The Social Security trust fund is on track to run out by the mid-2030s, and revenue will be sufficient to cover 79% of promised benefits, according to estimates by the Social Security Trustees.

A new working paper published by the National Bureau of Economic Research says the U.S. government will have to decide how to deal with the impending trust fund exhaustion, beforehand or at the time of depletion, but it is uncertain what it will do.

Several options are frequently discussed. One is to cut benefits in a way that increases the system’s progressivity; another is to raise payroll taxes, either across the board or at higher income levels. 

The government could also address the funding shortfall by issuing more debt, which could delay the tax increases or benefit cuts required to restore solvency to the system, perhaps beyond the lifetimes of today’s adults.

The direct cost of the reforms required to close Social Security’s financial shortfall is unavoidable. Each option has direct implications for Americans’ financial well-being.

The paper — written by John Shoven and John Watson of Stanford University and Sita Slavov of George Mason University — focuses on the cost of government indecision regarding which reform to implement.

The authors find that government indecision creates uncertainty for young and middle-aged workers who are planning for retirement. “An individual who assumes that a particular reform will occur — and is surprised by a different reform — has made a costly mistake.”

Mistakes can take two forms, according to the paper.

Employees planning for retirement could assume that benefits will be maintained even after the trust fund is depleted and then be surprised that benefit cuts are enacted. Alternatively, they could assume that they will face benefit cuts only to discover in 2035, the projected date of trust fund exhaustion, that they will not.

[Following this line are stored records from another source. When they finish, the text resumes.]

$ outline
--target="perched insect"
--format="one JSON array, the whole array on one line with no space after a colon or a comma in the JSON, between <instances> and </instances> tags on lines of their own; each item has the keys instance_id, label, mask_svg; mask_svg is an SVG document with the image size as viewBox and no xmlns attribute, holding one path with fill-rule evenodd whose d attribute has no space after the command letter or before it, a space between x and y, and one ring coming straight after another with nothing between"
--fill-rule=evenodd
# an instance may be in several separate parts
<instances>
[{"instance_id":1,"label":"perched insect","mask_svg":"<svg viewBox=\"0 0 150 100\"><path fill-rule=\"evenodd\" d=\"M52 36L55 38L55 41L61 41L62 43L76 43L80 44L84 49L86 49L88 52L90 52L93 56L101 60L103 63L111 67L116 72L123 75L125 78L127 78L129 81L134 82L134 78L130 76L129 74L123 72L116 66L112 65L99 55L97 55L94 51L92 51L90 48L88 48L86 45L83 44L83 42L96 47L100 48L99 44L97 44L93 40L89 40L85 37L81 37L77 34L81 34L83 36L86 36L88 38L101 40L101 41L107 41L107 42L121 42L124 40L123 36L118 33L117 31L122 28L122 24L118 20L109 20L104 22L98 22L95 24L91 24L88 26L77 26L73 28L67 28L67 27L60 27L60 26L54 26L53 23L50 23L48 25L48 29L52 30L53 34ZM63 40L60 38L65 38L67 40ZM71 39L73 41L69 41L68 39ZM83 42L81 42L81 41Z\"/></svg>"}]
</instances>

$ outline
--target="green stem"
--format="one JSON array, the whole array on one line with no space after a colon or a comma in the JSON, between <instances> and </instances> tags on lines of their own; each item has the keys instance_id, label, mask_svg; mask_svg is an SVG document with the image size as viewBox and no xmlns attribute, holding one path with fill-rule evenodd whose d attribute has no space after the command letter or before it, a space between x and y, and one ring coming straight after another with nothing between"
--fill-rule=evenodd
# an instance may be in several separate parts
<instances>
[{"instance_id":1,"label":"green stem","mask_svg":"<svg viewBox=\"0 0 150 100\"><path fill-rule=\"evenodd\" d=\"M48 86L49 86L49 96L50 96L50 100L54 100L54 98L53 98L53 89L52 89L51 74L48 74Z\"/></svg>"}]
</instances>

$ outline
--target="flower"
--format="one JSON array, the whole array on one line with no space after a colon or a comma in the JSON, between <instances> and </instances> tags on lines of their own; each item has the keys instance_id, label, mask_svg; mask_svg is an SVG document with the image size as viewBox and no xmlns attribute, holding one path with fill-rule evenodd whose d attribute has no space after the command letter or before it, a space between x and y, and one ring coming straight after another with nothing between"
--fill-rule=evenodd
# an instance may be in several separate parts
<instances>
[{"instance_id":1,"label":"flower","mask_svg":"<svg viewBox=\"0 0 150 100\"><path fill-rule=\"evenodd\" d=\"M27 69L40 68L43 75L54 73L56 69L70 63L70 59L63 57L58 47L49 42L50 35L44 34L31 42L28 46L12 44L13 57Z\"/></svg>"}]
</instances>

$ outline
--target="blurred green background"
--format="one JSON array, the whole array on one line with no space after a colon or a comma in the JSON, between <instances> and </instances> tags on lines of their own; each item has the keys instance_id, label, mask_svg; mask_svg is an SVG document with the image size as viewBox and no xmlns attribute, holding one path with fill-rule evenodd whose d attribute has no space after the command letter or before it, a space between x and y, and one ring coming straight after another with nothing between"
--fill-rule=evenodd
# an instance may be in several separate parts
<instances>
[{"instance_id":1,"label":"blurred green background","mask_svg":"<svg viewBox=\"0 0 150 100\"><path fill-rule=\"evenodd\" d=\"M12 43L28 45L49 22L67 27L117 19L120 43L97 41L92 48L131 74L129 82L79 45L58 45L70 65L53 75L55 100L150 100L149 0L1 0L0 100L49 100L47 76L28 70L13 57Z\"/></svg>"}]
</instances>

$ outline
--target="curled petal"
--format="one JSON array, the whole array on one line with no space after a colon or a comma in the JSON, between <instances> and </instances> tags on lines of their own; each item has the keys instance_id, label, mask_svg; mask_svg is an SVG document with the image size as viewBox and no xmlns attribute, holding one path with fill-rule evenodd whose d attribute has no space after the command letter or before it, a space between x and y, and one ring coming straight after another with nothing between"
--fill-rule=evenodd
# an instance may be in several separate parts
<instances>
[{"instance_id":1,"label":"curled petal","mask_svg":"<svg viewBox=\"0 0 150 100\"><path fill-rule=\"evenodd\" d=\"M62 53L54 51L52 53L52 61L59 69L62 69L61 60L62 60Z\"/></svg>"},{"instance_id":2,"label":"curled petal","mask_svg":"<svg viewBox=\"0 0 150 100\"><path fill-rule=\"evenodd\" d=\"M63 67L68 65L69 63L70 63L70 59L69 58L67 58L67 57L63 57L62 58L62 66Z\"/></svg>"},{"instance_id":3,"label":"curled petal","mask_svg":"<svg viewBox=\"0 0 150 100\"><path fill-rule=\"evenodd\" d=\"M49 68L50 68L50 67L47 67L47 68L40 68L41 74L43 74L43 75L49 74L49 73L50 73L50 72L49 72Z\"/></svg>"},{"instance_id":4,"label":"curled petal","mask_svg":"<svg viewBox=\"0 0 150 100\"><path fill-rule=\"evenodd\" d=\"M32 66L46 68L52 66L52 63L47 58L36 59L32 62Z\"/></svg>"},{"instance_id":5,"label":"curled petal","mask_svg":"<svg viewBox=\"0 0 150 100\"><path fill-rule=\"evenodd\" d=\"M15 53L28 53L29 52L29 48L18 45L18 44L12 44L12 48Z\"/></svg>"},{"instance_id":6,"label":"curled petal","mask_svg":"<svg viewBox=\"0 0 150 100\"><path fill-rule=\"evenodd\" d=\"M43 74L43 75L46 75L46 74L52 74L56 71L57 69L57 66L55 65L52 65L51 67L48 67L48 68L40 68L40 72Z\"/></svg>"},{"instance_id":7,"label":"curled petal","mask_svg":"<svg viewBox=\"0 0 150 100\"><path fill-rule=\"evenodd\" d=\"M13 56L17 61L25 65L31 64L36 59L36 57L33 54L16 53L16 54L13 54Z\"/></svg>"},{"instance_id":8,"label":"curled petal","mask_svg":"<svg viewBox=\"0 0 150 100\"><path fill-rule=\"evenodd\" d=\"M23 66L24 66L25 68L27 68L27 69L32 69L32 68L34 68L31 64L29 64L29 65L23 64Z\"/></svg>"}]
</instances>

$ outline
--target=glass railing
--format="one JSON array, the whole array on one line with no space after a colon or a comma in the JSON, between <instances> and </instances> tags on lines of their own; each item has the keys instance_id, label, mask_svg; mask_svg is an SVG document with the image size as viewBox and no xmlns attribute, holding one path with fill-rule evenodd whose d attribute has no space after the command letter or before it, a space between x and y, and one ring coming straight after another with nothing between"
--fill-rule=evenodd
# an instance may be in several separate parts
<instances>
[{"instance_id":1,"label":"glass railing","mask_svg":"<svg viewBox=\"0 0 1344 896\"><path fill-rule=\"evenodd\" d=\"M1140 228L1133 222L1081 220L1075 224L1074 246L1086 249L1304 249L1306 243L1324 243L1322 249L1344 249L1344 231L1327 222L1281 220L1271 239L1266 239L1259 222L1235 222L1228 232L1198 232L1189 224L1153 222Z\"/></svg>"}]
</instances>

The stakes in these individual decisions are high as Social Security is the chief source of retirement income for many Americans: at least half for about 50% of married couples and 70% of single adults. Social Security is even more important for 21% of married couples and 45% of singles, representing 90% of retirement income.

Advance knowledge of which benefit reform the government will implement facilitates better retirement planning and therefore has value — proportionately more so for lower-income people. 

According to the paper, a government decision today on what steps it will take to close Social Security’s shortfall rather than putting it off until 2035 can be the equivalent of giving retirees a bonus of between one and 2.5 months of earnings. 

“Failing to do so complicates people’s retirement plans,” the paper says. “Thus, government indecision has a real cost.”